Jewish ethicists have addressed the contradiction alluded to previously in the charter between the primacy of patient welfare and the commitment to a just distribution of healthcare resources. Recent authorities have ruled that from a public policy standpoint, in an environment of limited resources, a body politic can decide to limit expenditures to individual patients and instead spend money on health prevention in an attempt to save as many lives as possible.16 According to this position the needs of the community come before the individual and a healthcare system built on the principle of a just distribution of resources would be looked upon favourably.
This brief essay addresses only one community’s response to the physician charter.

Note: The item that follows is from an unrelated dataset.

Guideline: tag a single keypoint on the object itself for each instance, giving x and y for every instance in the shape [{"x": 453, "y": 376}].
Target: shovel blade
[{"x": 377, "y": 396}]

As the charter is meant to be a universal document we call on other cultures to respond to it and to initiate a global dialogue on the important issues it raises between patients, physicians, ethicists, and religious leaders. The commitment to a fair distribution of limited healthcare resources is not—for example—a local issue and has important global ethical and policy ramifications for both developed and developing countries. In addition, as we have argued, the emphasis on patient autonomy in an international charter needs to be further explored. However, by expressing a universal desire for basic health care and empathetic physicians the charter can also serve as a bridge between divergent societies.